Engineering the TiO2-Graphene Interface to Enhance Photocatalytic H2 Production

In this work, TiO2-graphene nanocomposites are synthesized with tunable TiO2 crystal facets ({100}, {101}, and {001} facets) through an anion-assisted method. These three TiO2-graphene nanocomposites have similar particle sizes and surface areas; the only difference between them is the crystal facet exposed in TiO2 nanocrystals. UV/Vis spectra show that band structures of TiO2 nanocrystals and TiO2-graphene nanocomposites are dependent on the crystal facets. Time-resolved photoluminescence spectra suggest that the charge-transfer rate between {100} facets and graphene is approximately 1.4 times of that between {001} facets and graphene.
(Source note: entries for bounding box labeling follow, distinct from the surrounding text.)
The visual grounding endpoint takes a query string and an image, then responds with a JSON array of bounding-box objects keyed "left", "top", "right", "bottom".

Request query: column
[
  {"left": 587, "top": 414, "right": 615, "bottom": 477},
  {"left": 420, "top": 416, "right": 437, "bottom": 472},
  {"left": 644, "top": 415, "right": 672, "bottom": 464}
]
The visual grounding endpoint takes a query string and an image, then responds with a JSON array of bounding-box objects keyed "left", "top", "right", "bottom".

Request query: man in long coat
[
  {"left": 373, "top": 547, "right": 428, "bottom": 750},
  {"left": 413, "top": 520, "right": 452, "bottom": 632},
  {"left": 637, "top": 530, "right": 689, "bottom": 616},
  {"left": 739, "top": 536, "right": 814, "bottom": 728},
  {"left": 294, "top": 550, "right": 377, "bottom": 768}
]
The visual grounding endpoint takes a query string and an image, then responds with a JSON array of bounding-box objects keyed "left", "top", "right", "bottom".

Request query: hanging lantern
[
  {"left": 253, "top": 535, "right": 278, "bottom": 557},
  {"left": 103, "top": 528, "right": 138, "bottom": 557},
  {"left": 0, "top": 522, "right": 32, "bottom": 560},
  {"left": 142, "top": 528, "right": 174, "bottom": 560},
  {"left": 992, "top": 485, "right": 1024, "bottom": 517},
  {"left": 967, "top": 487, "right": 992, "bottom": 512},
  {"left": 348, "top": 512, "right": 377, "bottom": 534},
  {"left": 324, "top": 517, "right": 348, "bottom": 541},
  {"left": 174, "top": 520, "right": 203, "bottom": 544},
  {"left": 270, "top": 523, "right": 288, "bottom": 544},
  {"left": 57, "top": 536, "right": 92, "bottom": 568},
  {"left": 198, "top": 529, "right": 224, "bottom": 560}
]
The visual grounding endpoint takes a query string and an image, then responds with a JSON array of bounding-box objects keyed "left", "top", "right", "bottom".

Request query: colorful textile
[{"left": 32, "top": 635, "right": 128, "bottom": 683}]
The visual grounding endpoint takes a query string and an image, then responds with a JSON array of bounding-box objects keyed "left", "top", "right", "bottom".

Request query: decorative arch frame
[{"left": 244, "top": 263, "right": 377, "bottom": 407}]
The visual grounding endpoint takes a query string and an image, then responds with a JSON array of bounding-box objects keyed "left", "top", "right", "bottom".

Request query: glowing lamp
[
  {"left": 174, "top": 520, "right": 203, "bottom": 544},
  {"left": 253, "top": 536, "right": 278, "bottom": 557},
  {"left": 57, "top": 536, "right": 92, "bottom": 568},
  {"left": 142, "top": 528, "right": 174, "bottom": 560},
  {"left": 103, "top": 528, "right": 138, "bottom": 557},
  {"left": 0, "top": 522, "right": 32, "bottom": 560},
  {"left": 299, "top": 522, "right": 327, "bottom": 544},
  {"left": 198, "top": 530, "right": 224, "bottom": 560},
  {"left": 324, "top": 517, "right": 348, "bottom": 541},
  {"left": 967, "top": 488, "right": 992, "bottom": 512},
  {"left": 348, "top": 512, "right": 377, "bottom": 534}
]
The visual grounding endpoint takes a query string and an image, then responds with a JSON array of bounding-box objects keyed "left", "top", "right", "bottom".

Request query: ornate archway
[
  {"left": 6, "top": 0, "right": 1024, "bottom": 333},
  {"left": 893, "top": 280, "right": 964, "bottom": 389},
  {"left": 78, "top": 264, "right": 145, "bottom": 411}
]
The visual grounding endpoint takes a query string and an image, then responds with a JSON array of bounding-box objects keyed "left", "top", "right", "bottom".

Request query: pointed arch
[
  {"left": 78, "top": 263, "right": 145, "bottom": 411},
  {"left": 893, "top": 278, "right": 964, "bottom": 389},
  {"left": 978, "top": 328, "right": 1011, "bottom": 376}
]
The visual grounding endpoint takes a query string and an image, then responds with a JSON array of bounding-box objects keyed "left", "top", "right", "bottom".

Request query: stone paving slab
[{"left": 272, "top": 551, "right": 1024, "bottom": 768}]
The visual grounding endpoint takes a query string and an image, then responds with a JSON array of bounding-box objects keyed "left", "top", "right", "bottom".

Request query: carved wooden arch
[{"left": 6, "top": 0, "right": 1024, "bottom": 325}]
Photoelectrochemical measurements also confirm that the charge-separation efficiency between TiO2 and graphene is greatly dependent on the crystal facets. X-ray photoelectron spectroscopy reveals that Ti-C bonds are formed between {100} facets and graphene, while {101} facets and {001} facets are connected with graphene mainly through Ti-O-C bonds. With Ti-C bonds between TiO2 and graphene, TiO2-100-G shows the fastest charge-transfer rate, leading to higher activity in photocatalytic H-2 production from methanol solution. TiO2-101-G with more reductive electrons and medium interfacial charge-transfer rate also shows good H-2 evolution rate. As a result of its disadvantageous electronic structure and interfacial connections, TiO2-001-G shows the lowest H-2 evolution rate. These results suggest that engineering the structures of the TiO2-graphene interface can be an effective strategy to achieve excellent photocatalytic performances.